Thursday, April 7, 2011

Are We There Yet?

Yesterday I got up, joked with Casey that we should call in, and went to work anyway. I had 6 weeks of work left before I took off to welcome Jonah. By 7:30 last night I was sitting in a hospital bed for who knows how long. What a difference a day makes.

Midday I really started to notice that Little One just hadn't been nearly as active as usual. I started thinking back and realized that he'd been abnormally mellow on Tuesday, too, so I called Dr. Wagman's office to see when I should worry. By 3:15 I was in her office watching my fully breech, fully active little man pulling one of his favorite stunts... being non-compliant. Strong-Willed Fetus Syndrome is a thing, and my child definitely has it. So Jonah wasn't in trouble... what IS going on? One helter-skelter trip to the high-risk perinatologist later, I was standing in admitting processing that no, as a matter of fact. I would not be going home.

Why are we here? Apparently Jonah is both non-compliant AND persuasive and has talked my body into helping prepare for his arrival a little too early. My cervix is 17 mm and funneling instead of the 40 and straight it should still be at this point. Upon interrogation, it seems that I've likely been having contractions (mild and painless) for several weeks. Because they weren't particularly uncomfortable and I'd never done this before, I had no idea what was going on.

So the plan, as best I know it until Dr. W comes and tell me otherwise, is to stay here. In this bed. With a view of the DART rail station. We don't know how long. Based on her past patients of Dr. W's (and a late night phone call where she was told I'd be here for "a couple of more weeks"), me nurse seems to believe that I'll likely be here until 34 weeks (8 more days) or beyond. Delivery isn't imminent, but I have to be on bedrest until we're in the "safe" zone (techinically closer to 35 weeks, but 34 will do). He's had steroids to boost his lungs, so if it's sooner rather than later, that's one fewer thing to worry about.

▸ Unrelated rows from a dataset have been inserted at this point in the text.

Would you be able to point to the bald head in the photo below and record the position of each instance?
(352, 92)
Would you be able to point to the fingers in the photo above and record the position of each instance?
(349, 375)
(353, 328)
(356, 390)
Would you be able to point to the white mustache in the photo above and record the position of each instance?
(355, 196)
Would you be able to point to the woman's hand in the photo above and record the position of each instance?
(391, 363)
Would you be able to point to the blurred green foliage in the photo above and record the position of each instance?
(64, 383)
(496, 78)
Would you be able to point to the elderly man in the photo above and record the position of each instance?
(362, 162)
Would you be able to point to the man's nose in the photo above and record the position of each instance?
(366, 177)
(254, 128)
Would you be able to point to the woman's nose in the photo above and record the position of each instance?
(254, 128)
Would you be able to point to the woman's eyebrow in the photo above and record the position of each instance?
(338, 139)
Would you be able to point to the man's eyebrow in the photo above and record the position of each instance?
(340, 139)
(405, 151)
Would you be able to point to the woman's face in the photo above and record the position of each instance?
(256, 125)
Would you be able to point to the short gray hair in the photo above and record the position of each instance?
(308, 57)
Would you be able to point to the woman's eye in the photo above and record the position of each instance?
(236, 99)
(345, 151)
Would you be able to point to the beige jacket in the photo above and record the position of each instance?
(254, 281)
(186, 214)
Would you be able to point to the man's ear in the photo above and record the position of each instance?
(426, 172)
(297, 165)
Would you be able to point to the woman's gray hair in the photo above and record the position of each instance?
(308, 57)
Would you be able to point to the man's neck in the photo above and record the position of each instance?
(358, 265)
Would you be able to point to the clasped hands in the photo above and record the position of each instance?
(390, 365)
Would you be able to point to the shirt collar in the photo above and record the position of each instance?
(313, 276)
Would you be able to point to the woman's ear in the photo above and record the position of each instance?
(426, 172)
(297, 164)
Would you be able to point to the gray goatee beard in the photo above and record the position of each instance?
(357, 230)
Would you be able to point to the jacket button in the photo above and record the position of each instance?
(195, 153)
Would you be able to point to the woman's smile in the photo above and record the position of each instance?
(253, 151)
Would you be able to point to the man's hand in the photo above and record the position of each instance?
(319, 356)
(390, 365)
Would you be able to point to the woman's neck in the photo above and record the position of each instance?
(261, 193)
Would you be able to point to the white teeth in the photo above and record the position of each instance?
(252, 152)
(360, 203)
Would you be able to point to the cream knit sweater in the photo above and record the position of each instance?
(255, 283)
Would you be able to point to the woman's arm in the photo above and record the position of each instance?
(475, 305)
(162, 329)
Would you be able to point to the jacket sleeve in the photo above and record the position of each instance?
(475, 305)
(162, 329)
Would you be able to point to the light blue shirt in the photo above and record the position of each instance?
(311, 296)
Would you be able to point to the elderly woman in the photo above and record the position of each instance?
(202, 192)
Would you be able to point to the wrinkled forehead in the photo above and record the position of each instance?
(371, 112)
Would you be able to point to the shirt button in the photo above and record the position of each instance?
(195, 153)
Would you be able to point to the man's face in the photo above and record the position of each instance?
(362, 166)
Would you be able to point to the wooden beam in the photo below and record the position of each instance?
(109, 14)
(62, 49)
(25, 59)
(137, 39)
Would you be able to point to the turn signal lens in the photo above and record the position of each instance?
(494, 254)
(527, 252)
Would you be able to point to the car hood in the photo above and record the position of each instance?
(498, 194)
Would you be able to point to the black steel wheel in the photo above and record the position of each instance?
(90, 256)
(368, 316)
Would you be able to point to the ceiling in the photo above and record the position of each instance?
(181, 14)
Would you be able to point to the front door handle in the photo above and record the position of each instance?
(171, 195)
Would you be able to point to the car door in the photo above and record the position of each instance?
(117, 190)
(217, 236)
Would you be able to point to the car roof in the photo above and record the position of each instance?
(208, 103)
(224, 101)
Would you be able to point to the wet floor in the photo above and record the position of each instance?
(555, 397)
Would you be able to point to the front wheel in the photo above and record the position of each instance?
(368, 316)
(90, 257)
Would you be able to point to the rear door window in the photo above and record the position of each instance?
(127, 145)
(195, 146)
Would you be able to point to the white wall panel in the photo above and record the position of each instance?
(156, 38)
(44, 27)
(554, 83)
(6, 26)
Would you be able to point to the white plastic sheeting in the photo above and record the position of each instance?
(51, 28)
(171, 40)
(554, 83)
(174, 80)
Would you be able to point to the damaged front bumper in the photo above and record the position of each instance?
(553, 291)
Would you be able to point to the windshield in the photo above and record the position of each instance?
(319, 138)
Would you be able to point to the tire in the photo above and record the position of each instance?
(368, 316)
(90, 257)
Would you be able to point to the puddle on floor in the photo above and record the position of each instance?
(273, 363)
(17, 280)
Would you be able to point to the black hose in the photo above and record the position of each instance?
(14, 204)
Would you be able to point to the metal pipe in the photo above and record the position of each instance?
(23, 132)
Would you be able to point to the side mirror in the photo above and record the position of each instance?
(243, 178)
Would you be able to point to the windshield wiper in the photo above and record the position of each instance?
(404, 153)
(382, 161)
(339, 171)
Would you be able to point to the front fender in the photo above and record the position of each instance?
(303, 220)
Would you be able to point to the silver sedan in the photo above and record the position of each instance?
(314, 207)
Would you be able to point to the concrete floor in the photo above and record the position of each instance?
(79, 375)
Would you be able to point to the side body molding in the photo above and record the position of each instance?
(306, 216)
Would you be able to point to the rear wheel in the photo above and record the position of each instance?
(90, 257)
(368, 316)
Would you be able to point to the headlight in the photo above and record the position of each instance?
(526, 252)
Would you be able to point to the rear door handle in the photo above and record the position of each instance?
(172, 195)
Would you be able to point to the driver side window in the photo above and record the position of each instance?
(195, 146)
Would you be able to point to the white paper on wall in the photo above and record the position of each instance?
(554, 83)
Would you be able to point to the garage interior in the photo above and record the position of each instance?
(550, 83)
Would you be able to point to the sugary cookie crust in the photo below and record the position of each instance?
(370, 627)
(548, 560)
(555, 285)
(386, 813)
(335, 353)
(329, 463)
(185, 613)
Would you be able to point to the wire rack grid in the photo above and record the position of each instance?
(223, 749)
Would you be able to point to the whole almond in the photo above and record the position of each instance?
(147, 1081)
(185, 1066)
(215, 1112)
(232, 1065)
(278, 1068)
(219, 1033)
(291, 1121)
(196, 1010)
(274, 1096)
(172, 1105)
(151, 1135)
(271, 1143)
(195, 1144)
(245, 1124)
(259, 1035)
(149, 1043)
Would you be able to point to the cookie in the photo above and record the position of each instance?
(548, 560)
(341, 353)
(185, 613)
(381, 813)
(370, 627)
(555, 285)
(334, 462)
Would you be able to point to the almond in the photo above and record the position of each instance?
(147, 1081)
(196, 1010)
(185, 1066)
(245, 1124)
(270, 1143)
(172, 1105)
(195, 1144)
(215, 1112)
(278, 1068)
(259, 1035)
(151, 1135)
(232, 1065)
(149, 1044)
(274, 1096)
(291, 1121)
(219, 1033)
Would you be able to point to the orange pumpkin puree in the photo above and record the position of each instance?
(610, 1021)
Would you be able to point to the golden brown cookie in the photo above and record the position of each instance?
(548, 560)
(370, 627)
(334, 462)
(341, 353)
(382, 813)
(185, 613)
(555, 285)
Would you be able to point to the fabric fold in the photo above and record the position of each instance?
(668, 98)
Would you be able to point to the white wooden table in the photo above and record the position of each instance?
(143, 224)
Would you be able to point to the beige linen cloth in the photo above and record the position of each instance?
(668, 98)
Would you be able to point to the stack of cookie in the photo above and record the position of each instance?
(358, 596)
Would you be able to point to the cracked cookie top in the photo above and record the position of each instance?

So my plans, once again, made God laugh. But I'm very thankful that He used a 4lb. 8oz. (ish) little boy to make ME listen and to keep us safe. I'll update as a know more, but frankly I'm OK with there being no action on this particular front!

Saturday, March 19, 2011

My Teacup List

Two years ago right now, I was completely, 100% single. One year ago right now, I was pouring all my energy into wedding planning. Right now... well we all know where I am.

Yes... I move quickly. Let's move on :-).

Last week, Casey and I were standing outside the Bellagio in Las Vegas, when the guy next to us at the railing announced that seeing the Fountains of Bellagio at night was on his bucket list. Now, I can't think of a single thing I want to experience in my life that's set to "My Heart Will Go On," but he made me think. I'm not making a bucket list... I feel like my life has only just begun (finally!!) and I intend to delight in it all for a really long time.

But there's that little matter of Jonah. In right around 10 weeks (give or take... it's really up to him!), he will usher in a new life for me. So before my time, my choices, my actions cease to belong pretty much solely to me, I'm making a mini bucket list. I call it "My Teacup List." I figure one a week oughtn't be TOO hard... right?? So between the nesting, the planning, the all consuming baby prep, Momma wants to take care of a few things.

1) Finish a book. I'm very embarrassed to admit that the last book I read all the way through was "Breaking Dawn." About 2 years ago. Since then, I've started several... most of which had the word "Shopaholic" in the title... but never manage to budget time to get through them. This book CANNOT be "The Mother of All Baby Books" which I recently started in a sheer panic when I realized that I'm not worried about RAISING children... I have no clue how to keep them alive.

2) Take a long, semi-hot bath. Not too hot, of course, because my body doesn't really belong to me right now. But a nice, long, soaking bath would be nice. The problem with this is that I don't have a bathtub I can fit into, so I may have to road trip to my mother's or rent a hotel room.

3) Have a date night with my hubby that doesn't involve Papa John's and RedBox. Not because we're cheap, but because there has been a marked decrease in energy the past, oh, 30 weeks :). Sometimes I think back and remember that we got married because we actually genuinely enjoy each other, and I want to make sure we don't forget that between the decisions and the projects and the day-to-day-ness of life.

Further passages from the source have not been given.